In an interview with local Israel Radio, Yishai said he was not informed beforehand of the decision, announced Tuesday night by the ministry's district committee, and that the matter was only a routine and technical procedure of the building plan which has been in the works for over three years.
Meanwhile, the right-wing minister stressed that the problem is the timing, not the substance of the decision, which he said he did not plan to cancel since the government's ongoing settlement construction restraint does not apply to Jerusalem, including Arab- dominated East Jerusalem, where Israel has unilaterally annexed after the 1967 Middle East war while the Palestinians claim it to be the capital of their future state.
The announcement drew swift condemnation from the Palestinians and the international community, and was widely seen as a slap in the face at Biden, who had just held warm talks with Israeli President Shimon Peres and Prime Minister Benjamin Netanyahu earlier Tuesday and urged both sides to seize the opportunity of newly-renewed indirect talks and make bold strides toward lasting peace.

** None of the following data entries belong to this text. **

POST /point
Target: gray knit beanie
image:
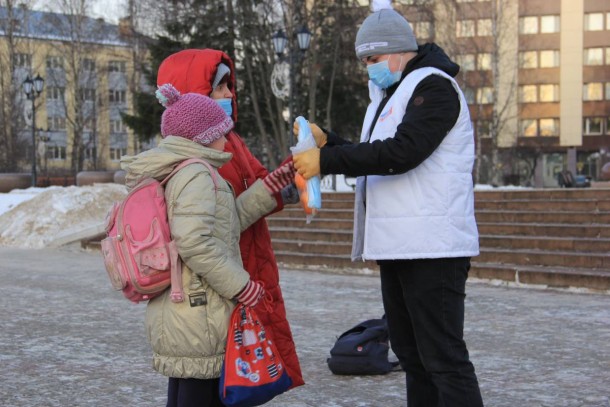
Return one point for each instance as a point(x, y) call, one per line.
point(384, 32)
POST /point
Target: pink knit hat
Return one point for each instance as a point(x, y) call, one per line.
point(192, 116)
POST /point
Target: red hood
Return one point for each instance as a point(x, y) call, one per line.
point(193, 70)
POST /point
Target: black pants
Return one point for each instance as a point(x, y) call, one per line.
point(424, 305)
point(193, 393)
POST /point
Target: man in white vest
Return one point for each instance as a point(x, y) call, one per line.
point(414, 210)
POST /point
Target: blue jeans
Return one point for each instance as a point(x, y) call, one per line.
point(424, 306)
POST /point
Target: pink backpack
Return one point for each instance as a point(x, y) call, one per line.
point(140, 257)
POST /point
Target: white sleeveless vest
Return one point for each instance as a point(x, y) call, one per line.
point(427, 212)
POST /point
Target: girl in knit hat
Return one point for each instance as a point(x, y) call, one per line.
point(188, 339)
point(211, 72)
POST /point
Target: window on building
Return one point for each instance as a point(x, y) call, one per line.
point(56, 153)
point(592, 126)
point(22, 61)
point(529, 128)
point(117, 96)
point(528, 25)
point(528, 94)
point(466, 62)
point(117, 66)
point(55, 93)
point(90, 124)
point(528, 59)
point(549, 24)
point(87, 95)
point(55, 62)
point(90, 153)
point(484, 62)
point(593, 91)
point(549, 93)
point(485, 95)
point(549, 127)
point(88, 65)
point(465, 28)
point(549, 59)
point(484, 128)
point(423, 29)
point(484, 28)
point(594, 21)
point(594, 56)
point(116, 153)
point(117, 126)
point(56, 123)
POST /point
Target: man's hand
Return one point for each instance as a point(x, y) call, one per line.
point(307, 163)
point(317, 132)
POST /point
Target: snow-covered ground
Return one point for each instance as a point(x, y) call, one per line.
point(37, 217)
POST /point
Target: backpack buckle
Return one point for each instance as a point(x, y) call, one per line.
point(198, 299)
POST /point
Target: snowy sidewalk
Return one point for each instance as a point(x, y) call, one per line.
point(67, 339)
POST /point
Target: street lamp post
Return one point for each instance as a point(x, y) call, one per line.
point(33, 89)
point(280, 40)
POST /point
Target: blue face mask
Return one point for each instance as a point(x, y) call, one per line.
point(381, 75)
point(227, 105)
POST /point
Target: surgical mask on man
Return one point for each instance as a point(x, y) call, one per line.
point(381, 75)
point(227, 105)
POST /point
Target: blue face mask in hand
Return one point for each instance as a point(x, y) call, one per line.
point(381, 75)
point(227, 105)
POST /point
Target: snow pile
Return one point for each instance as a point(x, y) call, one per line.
point(35, 217)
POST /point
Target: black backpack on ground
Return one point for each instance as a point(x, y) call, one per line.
point(362, 350)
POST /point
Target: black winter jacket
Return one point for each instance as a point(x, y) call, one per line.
point(424, 125)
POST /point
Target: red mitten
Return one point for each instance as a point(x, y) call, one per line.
point(280, 178)
point(251, 294)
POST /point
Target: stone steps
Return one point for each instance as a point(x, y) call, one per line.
point(558, 238)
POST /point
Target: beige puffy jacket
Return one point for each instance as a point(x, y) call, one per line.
point(189, 342)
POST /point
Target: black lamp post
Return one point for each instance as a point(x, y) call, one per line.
point(280, 40)
point(33, 88)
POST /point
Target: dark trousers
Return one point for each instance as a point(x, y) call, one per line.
point(193, 393)
point(424, 306)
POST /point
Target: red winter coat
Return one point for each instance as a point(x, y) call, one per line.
point(193, 70)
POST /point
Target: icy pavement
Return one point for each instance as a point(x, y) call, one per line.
point(66, 339)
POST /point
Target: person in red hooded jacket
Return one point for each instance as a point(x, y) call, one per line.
point(211, 72)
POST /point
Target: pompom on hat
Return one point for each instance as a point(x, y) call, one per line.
point(384, 32)
point(192, 116)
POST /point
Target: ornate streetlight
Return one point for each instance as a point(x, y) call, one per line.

"The substance and timing of the announcement, particularly with the launching of proximity talks, is precisely the kind of step that undermines the trust we need right now and runs counter to the constructive discussions that I've had here in Israel," Biden said in a condemnation statement, while urging the parties to "build an atmosphere to support negotiations, not complicate them."
The expansion plan also clouded Biden's talks with Palestinians leaders on Wednesday, who warned that the Israeli move was provocative and liable to torpedo the indirect parley even before it started.
Visiting US special envoy George Mitchell on Monday officially announced that the two Mideast foes had agreed to enter indirect talks under US mediation, in a development that ended a 15-month hiatus since Israel launched a devastating military campaign against the Gaza Strip in late 2008.
Yet the Palestinians, who reluctantly accepted the US proposal, stressed that no direct talks are possible before Israel totally freezes Jewish construction both in the West Bank and in East Jerusalem.